I started my career as a graphic designer, but after many years in the industry, I felt that I didn't have enough space to do my own thing and to express my creativity fully. I quit my job and went traveling for seven months, and at one point on the trip, I started illustrating. I never thought that illustration would have been my calling, but since that day, I haven't stopped! So, I would definitely say that illustration found me! 

A lot of women believe they need formal training in order to succeed as a female Artist. What's your take? Did you have a formal education or are you self taught?

I actually don't think you need much formal training to do anything in life. It all lies within yourself, the effort you put into things and the power of wanting. You can achieve anything; you just need to put your all into it and never give up!

What do you want the younger female artists coming up behind you to know about you, your journey, and the art industry in general?  

I have always been very competitive, which I think is a great trait to have as it has enabled me to adapt, improve and find ways to get to my end goal. But through the years, I have also learned that being a solo player and keeping things to yourself is only a short-term win. Try to find a good balance. Don't be afraid of sharing your thoughts, ideas and beliefs to the world and people around you. And don't be afraid of putting yourself out there unpolished. You get so much more back, and the best way to learn is actually from others.

What is the message you're sending into the universe with your work? Why do you feel so strongly about said message?

I love drawing the female body – I think there is so much beauty in the variety of sizes, tones and shapes. Unfortunately, society has imposed an extreme universal standard that has blocked our vision of real beauty. With my art, I want to encourage people to look beyond that, to see a broader vision of beauty and find peace with their own bodies.

What is the biggest challenge you've faced as a female artist?

I have encountered a lot of difficult scenarios that sadly stem from being a woman. I have been asked out during an interview, judged on my looks or even seen female friends getting paid less or missing out on work because they are women. Unfortunately, this is not new. It's very important to highlight these things and to talk about them. There are many women out there that are ashamed or think this type of situation is normal because no one is speaking about it. We need to help each other by using our platforms where we can to champion these issues, no matter how small or personal they are. 

How do you stay motivated?
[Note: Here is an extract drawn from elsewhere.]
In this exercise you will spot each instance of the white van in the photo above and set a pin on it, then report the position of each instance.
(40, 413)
What does your daily routine look like?

I try to start the day with some self-care – I kick-off with some exercise, a cold shower, meditation and then time for a reward: breakfast. I think starting the day by doing things that your brain is telling you not to do (cold shower being the best example), gives you a power over the doubting or lazy thoughts that inevitably creep in throughout the day. It lets you control your mind and sets the tone going forward.

What is your biggest focus and/or goal in your career right now? What plans do you have for yourself 1,3,5 years from now?

In the near future, I would love to be working with even more global brands as well as developing my personal work and continuing to put on exhibitions. Another passion that I have always had is fashion. To be able to combine my love of fashion and illustration into my work would be a dream come true. 

How do you define your creative gig? Full-time career or side hustle? Explain why you've chosen one over the other. 

I had been working as a graphic designer for over ten years when I quit my job and moved to Australia. I had started illustrating in my spare time, but my bread and butter was still design. I'd supplement this by selling my work in markets or through my online shop.

After a couple of months of doing this, my graphic design gigs started to slow down. At that point, I decided to go full steam ahead and focus primarily on my illustration career. Soon after that, I got the opportunity to do my first big solo exhibition, and that was the big turning point. I started to get contacted by bigger brands, and now my side hustle has become my full-time job!

What do you know for sure?

Where there is a will, there is away. I know it so well that I have it tattooed on my arm!